AI and digital initiatives
McDonald’s has signaled plans to expand AI tools across its 40,000‑plus locations globally by 2027, focusing on automated order taking, personalized offers and operational efficiencies. [44]
These efforts build on an already strong digital and loyalty ecosystem, which now accounts for a significant share of system‑wide sales and gives the company more levers for targeted promotions like the Grinch Meal and other app‑exclusive offers.
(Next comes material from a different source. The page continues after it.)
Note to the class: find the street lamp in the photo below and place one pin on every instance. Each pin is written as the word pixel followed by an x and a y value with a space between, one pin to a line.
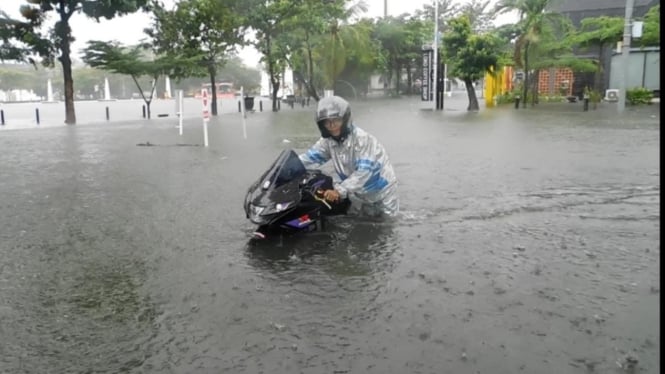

TS2 Tech+2Reuters+2
CosMc’s: a small‑format, beverage‑led test bed
McDonald’s is also experimenting with CosMc’s, a beverage‑centric spinoff concept:
- As of early 2025, seven CosMc’s locations were open, most in Texas, with McDonald’s planning to open two additional small‑format sites and close three larger conversions from traditional restaurants. [45]
- Company commentary cited in Nation’s Restaurant News says smaller footprint locations with drive‑thru and digital ordering have been more effective than larger, converted units, and the test will continue “for the foreseeable future.” [46]
While CosMc’s is far from being a material earnings driver, it illustrates McDonald’s willingness to experiment at the edges of its model — helpful optionality if the concept scales.
Is McDonald’s stock a buy, hold or watch in December 2025?
Putting the latest news and data together:
Pros
- Globally recognized brand with enormous scale and a franchise‑heavy, high‑margin business model. [47]
- Steady revenue and EPS growth expectations in the mid‑single to high‑single digits. [48]
- A newly raised dividend with a half‑century growth streak, ~2.4–2.5% yield and a manageable ~60% payout ratio. [49]
- Defensive qualities: low beta, stable cash flows and strong positioning when markets get choppy. [50]
Cons
- Valuation sits in the “fully priced” zone by many measures, with some models flagging mid‑teens overvaluation on a DCF basis. [51]
- Traffic pressure among lower‑income consumers and intense competition on value from other quick‑service and fast‑casual chains. [52]
- Recent insider sales and mixed institutional flows (some big buyers, some trimming positions) suggest that many large stakeholders see limited short‑term upside at current levels. [53]
How the consensus reads right now
Most current research — including new pieces dated December 2, 2025 — points to McDonald’s as a relatively safe, income‑oriented holding with moderate upside, rather than a high‑beta growth story or a bargain value play. [54]
For investors:
- If you prioritize dividend growth, stability and brand strength, MCD still fits neatly into the “core holding” bucket.
- If you are valuation‑sensitive or seeking high growth, you may find better risk/reward elsewhere in the restaurant or broader consumer sector, as several comparative pieces suggest peers like Darden Restaurants (DRI) or Yum China (YUMC) offer more attractive combinations of growth and value. [55]
Either way, the latest December news — from the dividend hike and holiday promotions to the new valuation work and insider activity — suggests McDonald’s stock is at an equilibrium point: not cheap, not fragile, and likely to deliver steady but unspectacular returns unless a new growth driver or stronger‑than‑expected earnings surprise shifts the narrative.
This article is for informational purposes only and does not constitute financial advice. Always do your own research or consult a licensed financial professional before making investment decisions.